Together with other volunteers, Mona works after office hours and offers help to different communities. Being a Christian, a church activist and a woman made it difficult for her to be accepted in Muslim communities. “Armed civilian guards were waiting at the borders and threatened to shoot at people trying to get across,” she relates.
Nevertheless, she tried to visit villages where the majority of population are Muslim and continued seek help for the refugees from her friends.
These personal-based contacts enabled Mona and her fellow volunteers to spread the network to Central Sulawesi, the heart of the armed conflict area. She gained the confidence of Muslim communities and slowly, a small number of people agreed to assist her in establishing contacts between communities from different religions.

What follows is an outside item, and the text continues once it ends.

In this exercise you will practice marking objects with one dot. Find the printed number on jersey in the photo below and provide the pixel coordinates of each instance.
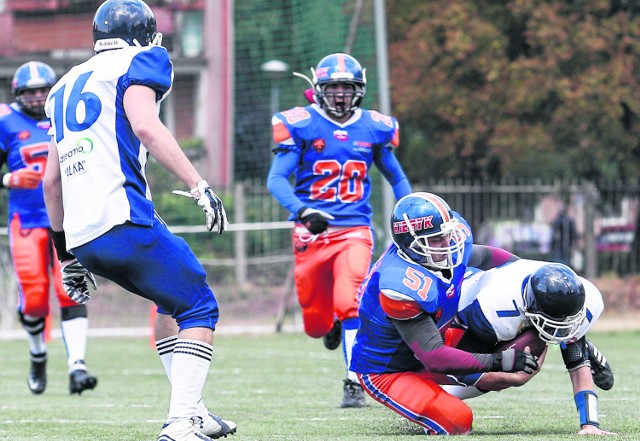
(343, 182)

In 2001, when Mona saw that the refugees themselves were ready to do the work of the volunteers, she designed a training program for them. “I try to keep in mind that everyone has the will and ability to help others, which is why we always try to recruit volunteers and not paid staff at our crisis center. The volunteers also come from the refugees. After sharing their stories they feel empowered, and they know they could do the same for the other refugees.” She asked each refugee camp to choose two volunteers, a man and a woman, to join a five-day training session where they were trained to be good listeners. Participants were mostly young people who were able to build trust among each other and agreed that they would spread it in their own communities. The training opened a lot of other opportunities for reconciliation. Mona and her colleagues received invitations to visit Muslim communities.
Also in 2001, the Sinode Am church network chose her to be a member of Crisis Center’s executive board, and she went to South Africa to attend a training seminar for Disaster Management. Her new position and travels abroad gave her access to funding and other support from aid institutions and extended her advocacy network. She also designed emergency education programs for children.
However tensions rose again in mid 2002 after the declaration of peace pacts among Muslim and Christian leaders. Corpses were found near Muslim establishments. Muslim communities felt restless about being targets of violence and the Christians were afraid that they would be accused of the killings. Many leaders of Muslim armed civilian groups were arrested and rumors about the involvement of Christian leaders and the churches in their detention began to circulate in the communities.
The Reverend Reinaldy Damanik, who was actively trying to establish interfaith dialogue, was accused of smuggling arms into Christian villages and was brought to trial.“I tried to counter the assumptions about the roots of this conflict,” says Mona. “The Muslims and the Christians had started to realize that they don’t hate each other despite their differences and agreed that they shouldn’t respond to provocations. But at the time, when I went to the trials, people from both communities were starting to accuse me of being a traitor, a murderer of both Christians and Muslims.” Not only the communities, but also the media were very suspicious of her and would not credit her and the crisis center for their efforts.
The reconciliation process in Central Sulawesi is still in progress and Mona continues to monitor the peace process and write her reflections and commentaries in local newspapers and websites. “I think the teachings of religious leaders need to be changed. After the experience in Poso, our church included inter-religious understanding in the Sunday school curriculum,” Mona says. Besides running the crisis center, Mona continues to teach and is actively involved in her church community (Gereja Masehi Injili Minahasa) as chairperson of the Children, Women and Gender Commission.